É estranho como esquecemos o quão inatural é ler. Olhar para símbolos num papel, ou em qualquer outra superfície, entender que existem, entre eles, relações e ordem, e, daí, extrair deles um significado não é de maneira nenhuma algo natural. É algo ensinável, facilitado por características fisiológicas, mas não é inato. Mesmo assim, depois de aprendido, é algo que consideramos dado e sem questionamento.
O mesmo acontece com os receptáculos dessa escrita. Os livros são cheios de convenções e ordens que consideramos “naturais” mesmo que sejam apenas construções geradas por acordos antigos surgidos de conveniências tecnológicas, sociais ou mesmo de capacidades e incapacidades dos nossos aparatos de percepção e cognição. Assim, por séculos, perpetuamos esses hábitos e regras muitas vezes sem o menor questionamento ou mesmo lembrança da sua frágil perenidade.

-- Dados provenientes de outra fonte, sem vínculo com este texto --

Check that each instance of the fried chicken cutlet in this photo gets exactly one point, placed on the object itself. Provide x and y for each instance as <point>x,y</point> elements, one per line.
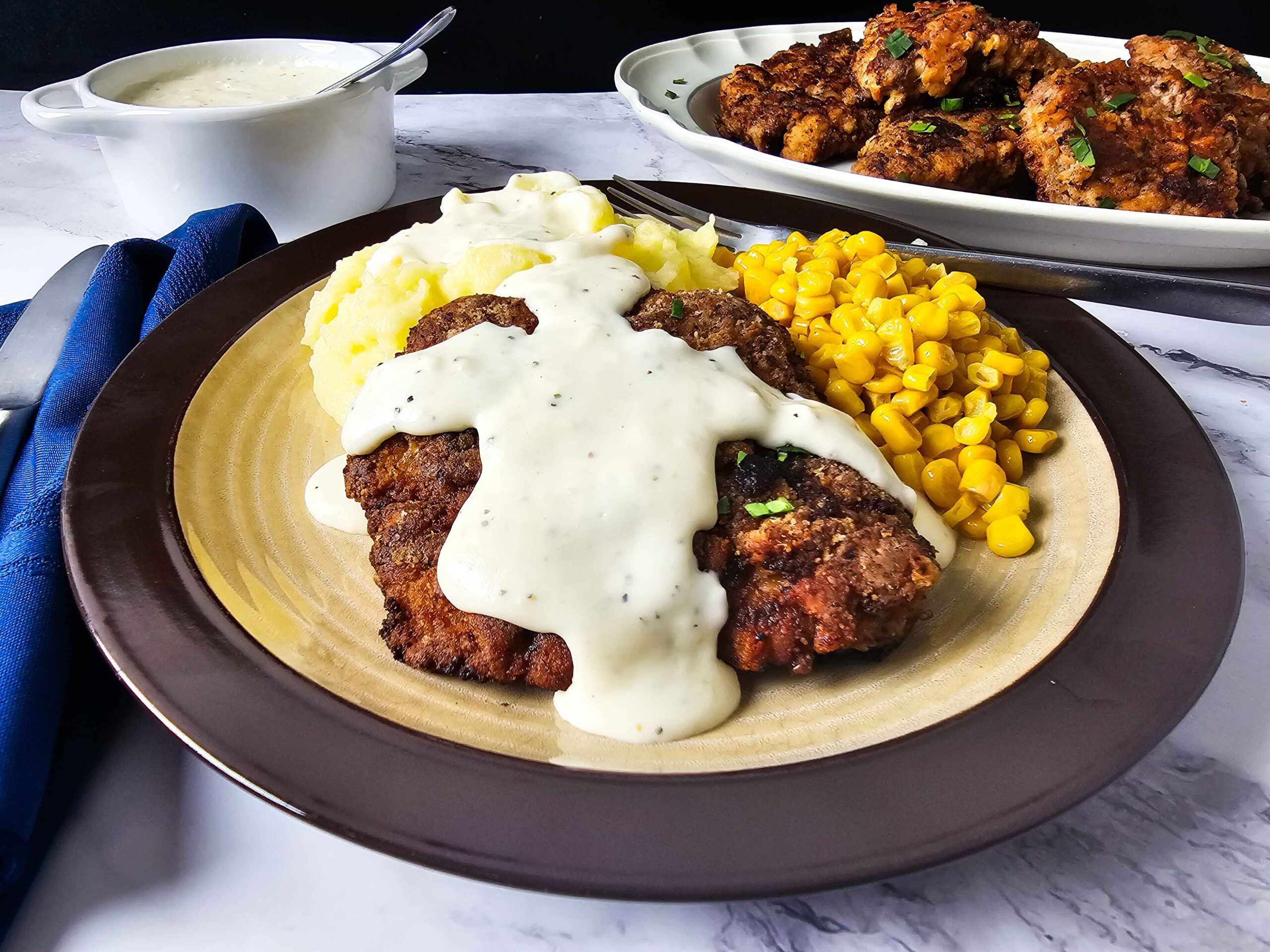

Mas é aí, então, que algo acontece; uma nova tecnologia, linguagem, grupo social, ou manifestação cultural aparece e tudo muda. A escrita formada por alfabetos fonéticos passa (ou volta) a ser formada, também, por pictogramas; um grupo crescente de leitores se sente mais confortável em ler na vertical em vez de na horizontal; desenvolvemos técnicas para inserir vídeos e áudios dentro dos textos lhes conferindo múltiplas camadas e interpretações; enfim, ler é uma atividade em contínuo processo de transformação, e os livros, seus aparatos preferenciais(?), também mudam com a leitura.
Quem pode culpá-los? As revoluções estão aí para isso mesmo. E elas normalmente começam discretamente em pequenos grupos de experimentação. Alguém se liga que o que fazemos apesar de fazer sentido não tem sentido, e se questiona: Por que não? Por que não fazer de forma diferente?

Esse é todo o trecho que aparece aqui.